Discussions with @sk1p: Perhaps the pickling and unpickling of 15 MB intermediate sums from the workers is the culprit.
Items to work on:
- [x] Verify if pickling is responsible by profiling.
Edit: Pickling is not the issue, see below.
So, actually....
Pickling is slow, but image encoding takes the crown. Even applying the colormap is slower than pickling.

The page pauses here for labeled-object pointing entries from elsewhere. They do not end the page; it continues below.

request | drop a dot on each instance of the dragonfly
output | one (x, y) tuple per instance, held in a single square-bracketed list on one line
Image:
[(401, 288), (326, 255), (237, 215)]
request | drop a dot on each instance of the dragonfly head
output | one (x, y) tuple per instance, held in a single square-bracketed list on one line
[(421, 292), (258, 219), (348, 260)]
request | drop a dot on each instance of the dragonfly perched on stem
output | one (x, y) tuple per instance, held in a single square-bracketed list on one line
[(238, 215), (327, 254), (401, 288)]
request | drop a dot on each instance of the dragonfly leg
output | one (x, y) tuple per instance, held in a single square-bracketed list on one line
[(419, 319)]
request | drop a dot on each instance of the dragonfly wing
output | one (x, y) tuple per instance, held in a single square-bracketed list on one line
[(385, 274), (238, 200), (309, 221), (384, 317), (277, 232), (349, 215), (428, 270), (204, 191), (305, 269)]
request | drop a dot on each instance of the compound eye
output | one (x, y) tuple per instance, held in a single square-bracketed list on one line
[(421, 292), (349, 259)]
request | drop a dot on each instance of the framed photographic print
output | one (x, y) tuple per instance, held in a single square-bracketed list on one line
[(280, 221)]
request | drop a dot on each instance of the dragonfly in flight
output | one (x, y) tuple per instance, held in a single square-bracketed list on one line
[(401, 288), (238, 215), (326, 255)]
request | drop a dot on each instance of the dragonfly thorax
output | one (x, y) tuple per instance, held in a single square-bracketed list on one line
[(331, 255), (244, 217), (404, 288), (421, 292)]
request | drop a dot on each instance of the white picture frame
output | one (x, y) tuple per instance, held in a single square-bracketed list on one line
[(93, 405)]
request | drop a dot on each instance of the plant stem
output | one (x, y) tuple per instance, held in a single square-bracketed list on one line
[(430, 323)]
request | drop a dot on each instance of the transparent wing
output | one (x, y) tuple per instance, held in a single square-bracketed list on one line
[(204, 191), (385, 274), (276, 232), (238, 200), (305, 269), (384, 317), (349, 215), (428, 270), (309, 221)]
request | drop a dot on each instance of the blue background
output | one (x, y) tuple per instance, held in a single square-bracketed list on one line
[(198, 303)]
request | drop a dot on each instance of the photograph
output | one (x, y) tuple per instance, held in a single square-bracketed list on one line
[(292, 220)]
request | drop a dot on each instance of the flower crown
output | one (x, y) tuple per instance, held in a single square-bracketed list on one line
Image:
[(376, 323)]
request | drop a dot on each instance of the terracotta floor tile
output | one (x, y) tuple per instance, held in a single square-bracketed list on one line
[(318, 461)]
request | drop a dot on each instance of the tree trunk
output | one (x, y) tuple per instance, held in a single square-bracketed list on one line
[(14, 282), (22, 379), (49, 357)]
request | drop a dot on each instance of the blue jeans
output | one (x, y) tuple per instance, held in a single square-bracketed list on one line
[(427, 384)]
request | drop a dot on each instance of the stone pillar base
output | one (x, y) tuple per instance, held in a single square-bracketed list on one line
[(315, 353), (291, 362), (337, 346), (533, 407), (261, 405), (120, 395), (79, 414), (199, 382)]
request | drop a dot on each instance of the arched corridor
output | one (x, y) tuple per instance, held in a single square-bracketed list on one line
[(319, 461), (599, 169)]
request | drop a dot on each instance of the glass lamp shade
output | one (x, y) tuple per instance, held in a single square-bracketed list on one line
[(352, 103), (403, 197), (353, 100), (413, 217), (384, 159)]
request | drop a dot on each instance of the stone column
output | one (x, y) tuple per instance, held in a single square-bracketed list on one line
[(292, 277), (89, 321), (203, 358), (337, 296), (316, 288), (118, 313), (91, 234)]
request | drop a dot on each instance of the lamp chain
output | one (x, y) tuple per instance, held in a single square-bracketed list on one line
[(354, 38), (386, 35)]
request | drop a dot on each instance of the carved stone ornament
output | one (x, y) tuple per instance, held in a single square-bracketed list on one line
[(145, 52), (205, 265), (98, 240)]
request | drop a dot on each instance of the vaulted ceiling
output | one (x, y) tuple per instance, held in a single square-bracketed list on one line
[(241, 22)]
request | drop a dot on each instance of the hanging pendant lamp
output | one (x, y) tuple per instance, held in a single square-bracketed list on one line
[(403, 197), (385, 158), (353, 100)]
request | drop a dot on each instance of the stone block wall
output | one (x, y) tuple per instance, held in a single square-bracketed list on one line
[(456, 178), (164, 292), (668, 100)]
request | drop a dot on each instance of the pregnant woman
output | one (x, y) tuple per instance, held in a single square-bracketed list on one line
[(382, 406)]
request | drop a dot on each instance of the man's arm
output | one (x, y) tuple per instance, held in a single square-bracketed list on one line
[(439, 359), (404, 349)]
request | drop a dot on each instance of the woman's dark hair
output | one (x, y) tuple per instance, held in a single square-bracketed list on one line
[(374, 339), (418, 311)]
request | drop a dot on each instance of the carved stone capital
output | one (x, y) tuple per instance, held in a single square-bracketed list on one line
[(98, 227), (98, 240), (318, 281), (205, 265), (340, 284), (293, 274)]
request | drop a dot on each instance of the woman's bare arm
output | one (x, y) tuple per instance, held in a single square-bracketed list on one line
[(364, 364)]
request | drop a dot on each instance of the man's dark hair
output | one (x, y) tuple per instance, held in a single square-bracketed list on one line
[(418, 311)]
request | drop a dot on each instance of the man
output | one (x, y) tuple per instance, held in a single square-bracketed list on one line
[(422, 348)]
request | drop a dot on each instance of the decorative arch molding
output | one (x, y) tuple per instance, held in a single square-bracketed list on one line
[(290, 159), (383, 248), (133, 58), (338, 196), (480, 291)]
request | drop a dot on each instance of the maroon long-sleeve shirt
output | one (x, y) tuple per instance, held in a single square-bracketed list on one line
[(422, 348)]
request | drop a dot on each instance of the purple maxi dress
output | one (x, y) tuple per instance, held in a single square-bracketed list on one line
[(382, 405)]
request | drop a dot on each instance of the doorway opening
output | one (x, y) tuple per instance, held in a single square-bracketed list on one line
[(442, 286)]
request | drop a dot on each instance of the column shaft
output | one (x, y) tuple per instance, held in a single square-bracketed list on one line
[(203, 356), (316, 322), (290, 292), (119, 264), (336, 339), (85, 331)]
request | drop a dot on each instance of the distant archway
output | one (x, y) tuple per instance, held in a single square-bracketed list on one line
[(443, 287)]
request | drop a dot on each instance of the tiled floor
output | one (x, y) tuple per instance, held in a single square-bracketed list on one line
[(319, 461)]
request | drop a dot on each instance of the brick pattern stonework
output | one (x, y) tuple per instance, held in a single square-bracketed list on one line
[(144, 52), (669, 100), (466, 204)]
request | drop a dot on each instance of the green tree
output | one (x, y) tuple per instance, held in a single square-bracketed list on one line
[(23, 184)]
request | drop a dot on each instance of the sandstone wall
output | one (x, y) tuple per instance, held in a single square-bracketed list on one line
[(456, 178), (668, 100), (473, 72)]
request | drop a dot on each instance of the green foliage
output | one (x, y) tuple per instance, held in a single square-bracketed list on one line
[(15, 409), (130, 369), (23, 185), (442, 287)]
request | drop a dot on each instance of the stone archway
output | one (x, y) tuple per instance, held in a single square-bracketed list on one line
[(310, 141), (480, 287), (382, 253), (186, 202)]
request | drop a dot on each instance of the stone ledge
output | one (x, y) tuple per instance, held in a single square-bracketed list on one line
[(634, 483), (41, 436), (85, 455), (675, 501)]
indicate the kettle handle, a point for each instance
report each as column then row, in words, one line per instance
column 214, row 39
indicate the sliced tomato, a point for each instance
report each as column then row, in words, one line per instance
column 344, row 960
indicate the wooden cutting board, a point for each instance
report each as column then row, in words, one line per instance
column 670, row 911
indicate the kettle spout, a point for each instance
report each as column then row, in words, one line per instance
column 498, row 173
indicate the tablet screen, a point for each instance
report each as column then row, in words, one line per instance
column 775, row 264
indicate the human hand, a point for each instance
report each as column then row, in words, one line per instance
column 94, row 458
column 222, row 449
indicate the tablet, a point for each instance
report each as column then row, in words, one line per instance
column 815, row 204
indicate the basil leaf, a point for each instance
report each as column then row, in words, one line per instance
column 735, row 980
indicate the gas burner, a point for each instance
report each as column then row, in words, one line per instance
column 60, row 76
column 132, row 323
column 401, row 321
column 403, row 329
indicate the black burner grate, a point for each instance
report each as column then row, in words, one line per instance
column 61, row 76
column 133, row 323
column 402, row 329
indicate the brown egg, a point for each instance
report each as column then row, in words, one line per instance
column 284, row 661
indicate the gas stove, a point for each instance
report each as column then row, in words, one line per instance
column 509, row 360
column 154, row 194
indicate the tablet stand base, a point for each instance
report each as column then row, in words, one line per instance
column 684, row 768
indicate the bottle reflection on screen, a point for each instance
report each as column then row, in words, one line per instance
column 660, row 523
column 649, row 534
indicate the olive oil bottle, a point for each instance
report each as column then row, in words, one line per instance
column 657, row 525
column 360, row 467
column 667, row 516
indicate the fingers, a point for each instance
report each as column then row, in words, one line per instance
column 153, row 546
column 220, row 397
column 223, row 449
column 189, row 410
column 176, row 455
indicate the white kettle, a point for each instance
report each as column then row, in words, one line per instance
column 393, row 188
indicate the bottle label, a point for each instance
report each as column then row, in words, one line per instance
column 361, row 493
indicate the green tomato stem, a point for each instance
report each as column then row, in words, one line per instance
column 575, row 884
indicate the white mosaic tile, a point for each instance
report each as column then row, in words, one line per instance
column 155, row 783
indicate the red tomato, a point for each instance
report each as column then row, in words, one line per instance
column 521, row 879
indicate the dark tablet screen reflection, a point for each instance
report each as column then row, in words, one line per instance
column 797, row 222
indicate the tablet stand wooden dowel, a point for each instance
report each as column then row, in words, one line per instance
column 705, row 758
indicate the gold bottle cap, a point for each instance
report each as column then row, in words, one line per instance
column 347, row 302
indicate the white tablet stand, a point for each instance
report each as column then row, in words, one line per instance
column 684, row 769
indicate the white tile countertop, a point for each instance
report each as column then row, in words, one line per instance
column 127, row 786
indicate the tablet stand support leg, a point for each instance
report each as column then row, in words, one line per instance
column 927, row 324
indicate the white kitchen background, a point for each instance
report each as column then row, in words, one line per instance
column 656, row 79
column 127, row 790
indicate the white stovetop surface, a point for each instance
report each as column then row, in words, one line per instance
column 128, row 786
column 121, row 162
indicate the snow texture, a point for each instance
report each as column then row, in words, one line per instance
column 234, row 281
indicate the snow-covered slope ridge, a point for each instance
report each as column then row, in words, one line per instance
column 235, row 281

Just as a preliminary result, still need to verify by profiling.
For comparison, also included the pickle5
results: it is ~ an order of magnitude faster than the old pickle protocol.
Note that frame picking perf w/ large frames should be affected by the same bottleneck, and would benefit from optimizations here.
We should think about possible strategies for large frames or large scan areas, like:
- tiling: makes the image encoding parallelizable
- "binning pyramids": reduce the data on the server, not by resizing in the browser
- zooming interface: allows to access the original, un-binned data for a region of interest by zooming in
Just as a note, the recently released numpy 1.16 now supports the new pickle protocol; see https://github.com/numpy/numpy/releases/tag/v1.16.0
The issue is still current, for stddev and sum on a K2 dataset the libertem-server process is between 100 % and 300 % CPU when used with the GUI.
Discussion with @sk1p: Bumping to 0.11 since working on this in combination with #380 and aspects of #134 will significantly improve user experience.